Set Up the Redundancy Server Role
In Moogsoft AIOps HA architecture, both RabbitMQ and ElasticSearch run as three-node clusters. The three-node clusters prevent issues with ambiguous data state, such as a "split-brain".
RabbitMQ is the Message Bus used by Moogsoft AIOps. Elasticsearch delivers the search functionality.

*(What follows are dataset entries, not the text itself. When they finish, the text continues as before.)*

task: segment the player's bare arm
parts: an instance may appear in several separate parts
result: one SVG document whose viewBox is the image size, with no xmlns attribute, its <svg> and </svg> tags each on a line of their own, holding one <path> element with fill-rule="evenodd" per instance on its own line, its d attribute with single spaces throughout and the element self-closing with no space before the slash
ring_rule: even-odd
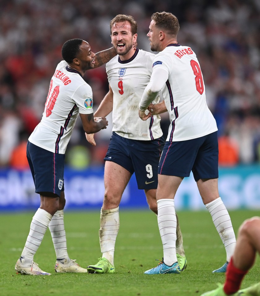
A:
<svg viewBox="0 0 260 296">
<path fill-rule="evenodd" d="M 113 110 L 113 91 L 110 85 L 109 90 L 104 97 L 97 110 L 94 115 L 96 117 L 105 117 L 112 111 Z"/>
<path fill-rule="evenodd" d="M 117 54 L 117 52 L 113 47 L 111 47 L 108 49 L 97 53 L 95 57 L 94 68 L 97 68 L 107 63 Z"/>
<path fill-rule="evenodd" d="M 94 120 L 93 113 L 90 114 L 79 114 L 83 128 L 85 133 L 92 134 L 106 128 L 108 123 L 105 117 L 96 117 Z"/>
<path fill-rule="evenodd" d="M 113 91 L 109 85 L 109 90 L 104 97 L 104 98 L 100 103 L 97 110 L 95 112 L 94 120 L 98 117 L 105 117 L 107 116 L 113 110 Z M 85 135 L 87 140 L 89 143 L 93 146 L 96 146 L 96 143 L 94 140 L 94 134 L 85 133 Z"/>
</svg>

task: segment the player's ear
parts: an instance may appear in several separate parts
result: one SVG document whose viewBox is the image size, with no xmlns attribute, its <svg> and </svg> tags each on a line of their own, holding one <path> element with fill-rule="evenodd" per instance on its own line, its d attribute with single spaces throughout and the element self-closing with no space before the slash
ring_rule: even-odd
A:
<svg viewBox="0 0 260 296">
<path fill-rule="evenodd" d="M 74 64 L 76 64 L 76 65 L 77 66 L 78 66 L 79 65 L 79 60 L 78 59 L 76 58 L 73 59 L 73 62 Z"/>
</svg>

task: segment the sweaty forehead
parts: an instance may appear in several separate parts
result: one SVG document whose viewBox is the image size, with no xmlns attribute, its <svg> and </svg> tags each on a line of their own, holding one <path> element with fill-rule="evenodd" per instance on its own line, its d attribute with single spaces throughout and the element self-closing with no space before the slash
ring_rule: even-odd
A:
<svg viewBox="0 0 260 296">
<path fill-rule="evenodd" d="M 83 41 L 80 45 L 80 49 L 82 50 L 86 51 L 89 51 L 90 50 L 91 50 L 90 46 L 88 43 L 86 41 Z"/>
<path fill-rule="evenodd" d="M 128 22 L 118 22 L 113 25 L 111 30 L 112 32 L 126 31 L 131 32 L 131 25 Z"/>
</svg>

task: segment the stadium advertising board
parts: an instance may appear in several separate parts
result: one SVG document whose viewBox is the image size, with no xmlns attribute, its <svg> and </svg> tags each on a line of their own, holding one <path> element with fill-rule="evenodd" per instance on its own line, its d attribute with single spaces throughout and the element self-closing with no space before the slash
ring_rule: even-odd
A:
<svg viewBox="0 0 260 296">
<path fill-rule="evenodd" d="M 220 195 L 231 209 L 260 208 L 260 169 L 258 166 L 222 168 L 219 170 Z M 104 191 L 103 167 L 79 171 L 65 169 L 67 210 L 100 209 Z M 0 211 L 30 210 L 37 208 L 40 201 L 34 193 L 29 171 L 0 170 Z M 205 209 L 192 174 L 185 178 L 175 197 L 178 210 Z M 122 198 L 120 208 L 148 206 L 143 190 L 137 189 L 132 176 Z"/>
</svg>

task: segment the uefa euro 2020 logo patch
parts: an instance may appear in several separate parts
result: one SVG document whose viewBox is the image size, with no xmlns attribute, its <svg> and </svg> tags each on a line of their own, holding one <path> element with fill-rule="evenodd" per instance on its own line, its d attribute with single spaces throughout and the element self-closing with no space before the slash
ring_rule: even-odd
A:
<svg viewBox="0 0 260 296">
<path fill-rule="evenodd" d="M 85 106 L 88 109 L 89 108 L 92 108 L 93 106 L 93 100 L 92 99 L 87 99 L 84 102 Z"/>
<path fill-rule="evenodd" d="M 120 68 L 118 70 L 118 74 L 121 77 L 125 75 L 126 69 L 126 68 Z"/>
<path fill-rule="evenodd" d="M 63 185 L 63 180 L 60 179 L 60 180 L 59 180 L 59 184 L 58 185 L 58 187 L 60 190 L 61 190 L 62 189 L 62 186 Z"/>
</svg>

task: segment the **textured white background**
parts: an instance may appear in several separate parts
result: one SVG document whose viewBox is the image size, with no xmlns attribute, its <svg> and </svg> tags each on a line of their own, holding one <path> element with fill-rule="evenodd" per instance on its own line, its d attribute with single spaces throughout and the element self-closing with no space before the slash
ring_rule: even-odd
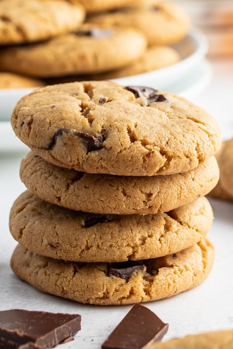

The three nodes are distributed across the two Core roles and the redundancy server.
HA architecture
In our distributed HA installation, the RabbitMQ and Elasticsearch components are installed on the Core 1, Core 2 and Redundancy servers.
-
Core 1: RabbitMQ Node 1, Elasticsearch Node 1
-
Core 2: RabbitMQ Node 2, Elasticsearch Node 2
-
Redundancy server: RabbitMQ Node 3, Elasticsearch Node 3
Refer to the Distributed HA system Firewall for more information on connectivity within a fully distributed HA architecture.
Install Redundancy server
-
Install the Moogsoft AIOps components on the Redundancy server.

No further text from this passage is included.